Pesquisa Exame/Ideia divulgada no último dia 21, realizada por telefone, apontou o petista com 44% e o atual presidente com 33%, 11 pontos percentuais de distância. Já o levantamento XP/Ipespe, publicado na última segunda-feira (25) e também feito por telefone, apontou o petista com 44% e Bolsonaro com 35%, diferença de 9 pontos percentuais.

Não há, no entanto, um consenso entre especialistas sobre a melhor forma de realizar uma abordagem. “Dependendo da região [do Brasil] que está sendo analisada, uma é melhor que a outra. Ou seja, a resposta não é tão clara”, diz Neale Ahmed El-Dash, doutor em estatística e criador do site Polling Data.

Institutos que fazem as sondagens presencialmente argumentam que haveria alguma limitação de representatividade nas pesquisas feitas por telefone. A representatividade da amostra é formada a partir do que se sabe sobre o eleitorado, de acordo com dados públicos do TSE (Tribunal Superior Eleitoral) e do IBGE (Instituto Brasileiro de Geografia e Estatística) sobre renda, gênero e idade, por exemplo.

Embora oito em cada dez brasileiros tenham um aparelho celular para uso pessoal, segundo dados divulgados em 2020 pelo IBGE, nem todos querem ou podem atender uma ligação. A população de menor renda não tem a mesma disponibilidade que a de maior renda para falar ao telefone durante o período de trabalho, por exemplo.

Considero que toda forma de abordagem inclui desafios, mas a abordagem presencial atinge segmentos do eleitorado que são mais difíceis de alcançar por telefone. É fato que a maioria dos brasileiros possui telefone celular, mas a disponibilidade para atender as ligações não é a mesma em todas as classes sociais Luciana Chong, diretora do Datafolha

Marcelo Souza, diretor do Instituto MDA Pesquisa, diz acreditar que a pesquisa presencial é o padrão ouro e também avalia que ela consegue representar melhor a população brasileira.

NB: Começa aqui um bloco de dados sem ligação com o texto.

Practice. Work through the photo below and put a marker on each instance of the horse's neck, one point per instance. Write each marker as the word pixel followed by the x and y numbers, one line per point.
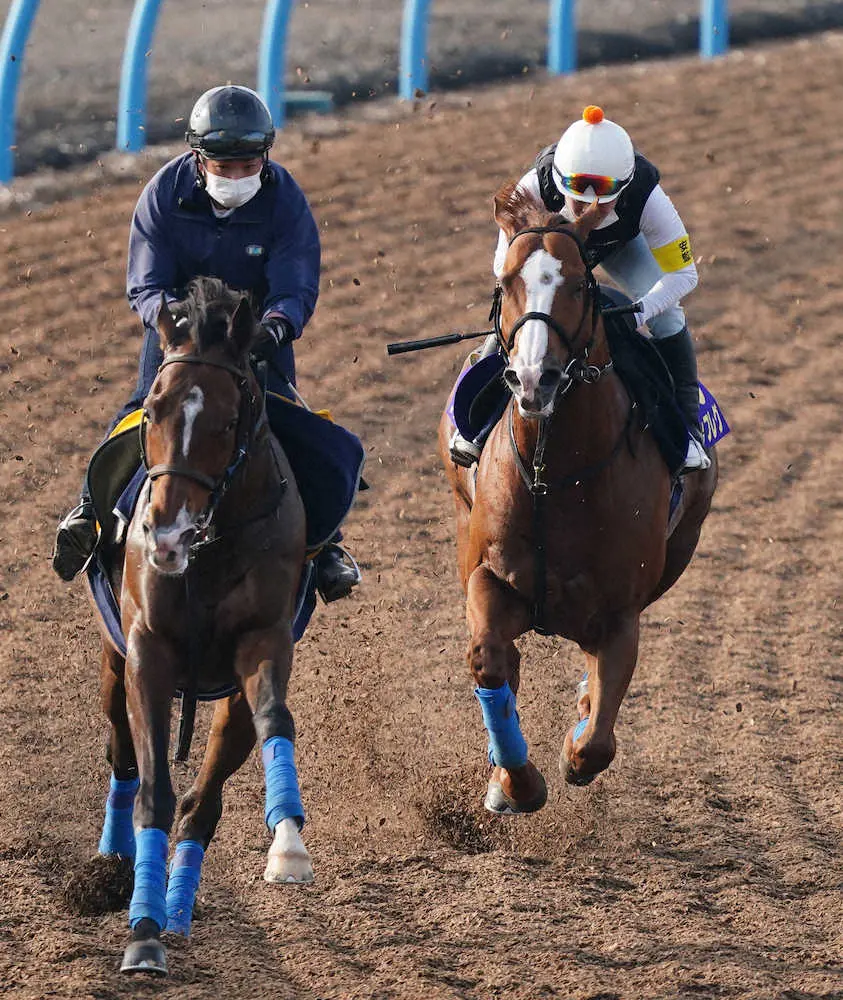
pixel 256 482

Ele diz observar uma taxa de não resposta elevada nas pesquisas por telefone, ou seja, é necessário fazer várias ligações para conseguir uma entrevista válida. “Isso por si só já causa um viés que a gente chama de viés de seleção. Como consequência, quem atende e responde por telefone, em geral, são pessoas mais engajadas. E, pelo que a gente percebe, o eleitorado do Bolsonaro parece mais engajado”, diz.

“A gente costuma dizer que um eleitor dele não perde a chance de responder uma pesquisa por telefone. Isso pode prejudicar eleitores menos engajados que hoje estão na terceira via, por exemplo”, analisa.

O diretor ainda cita a diferença de cobertura de sinal e de incidência de telefones para a população de baixa renda que vive em regiões do interior do Norte e do Nordeste. “São públicos menos associados ao Bolsonaro. Isso pode justificar um pouco esses percentuais mais altos do Bolsonaro nas pesquisas por telefone”, explica.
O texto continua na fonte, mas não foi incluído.